Il lavoro di Genet somiglia ad una elegante danza funebre che ha come priorità il superamento della propria personalità, il passaggio alla sponda opposta che diventa crimine, diserzione, omosessualità, debolezza, rottura delle convenzioni borghesi.

Lo spettacolo dei Motus, ideato e diretto da Daniela Nicolò e Enrico Casagrande, rompe con ogni forma stilistica teatrale e, si trasferisce nella bellissima suite dell’Hotel Verdi in via Melchiorre Gioia. Per un’ora e dieci minuti, una vera suite d’albergo sarà protagonista, insieme ai sette attori, di una storia intricata e con inevitabile suspences.

I sette gangster, decidono di vivere le loro ultime ore in grande stile all’Hotel Splendid’s, capeggiati da Jean (Genet)/Johnny; prendono in ostaggio, con l’aiuto di un poliziotto, una ricca ereditiera americana. Immediatamente sale il caso mediatico: la stampa ed una inevitabile folla di curiosi, si accalca davanti all’albergo per seguire l’evolversi degli eventi.

Dentro comincia a crearsi una tensione che sale lentamente e che investe gli stessi partecipanti al sequestro. Bollettini radiofonici e spari interrompono l’attesa. L’impresa criminale col passare del tempo, diventa rivolta anche tra gli stessi gangster. La polizia pensa che la donna americana sia viva e da salvare; ma così non è. Occorre uscire da quella situazione, oppure rimanerci, proprio come la donna diventata cadavere. Le cose si complicano, esplodono tensioni e complotti, invidie e follie. I banditi si ribellano a colui che si ritiene il loro capo-amante. Tentano la salvezza ingannando e spaventando la folla che staziona davanti all’albergo; mostrano loro una vittima finta, ma l’idea si rivelerà perdente ed ingannevole per loro stessi.
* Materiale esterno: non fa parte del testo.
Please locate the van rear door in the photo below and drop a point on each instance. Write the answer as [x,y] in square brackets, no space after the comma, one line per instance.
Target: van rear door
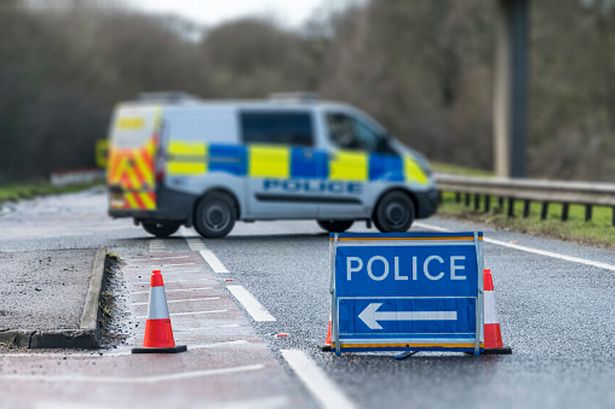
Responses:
[132,158]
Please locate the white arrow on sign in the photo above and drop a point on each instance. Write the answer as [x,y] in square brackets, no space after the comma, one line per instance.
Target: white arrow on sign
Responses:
[370,316]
Il clima surreale fa sentire tutti smarriti, la vita una lotta vana e fallimentare. Quella suite con i suoi comodi divani e drappi damascati alle pareti diventa un’arena dove vincere o morire, amarsi o detestarsi. Non esiste una risposta conclusiva da adeguare a se stessi ed agli altri. Qualcuno trova nella morte la sua stessa resa e liberazione. E’ lo stesso drammaturgo "delinquenziale" a gridarlo alle coscienze sopite, in "L’infanzia criminale": "Rimarremo il vostro rimorso. E senza nessun altro scopo che abbellire ancora la nostra avventura, perché sappiamo che la bellezza sta nella stanza che ci separa da voi, perché dove accostiamo noi, lo so, i lidi non sono affatto diversi, ma noi vi distinguiamo, ben ancorati alle vostre rive, piccoli, smilzi, rancorosi, indoviniamo la vostra impotenza e le vostre benedizioni. D’altronde rallegratevi. Se i cattivi, i crudeli, rappresentano la forza contro cui lottate, questa forza del male vogliamo essere noi. Saremo la materia che resiste, senza cui non ci sarebbero artisti".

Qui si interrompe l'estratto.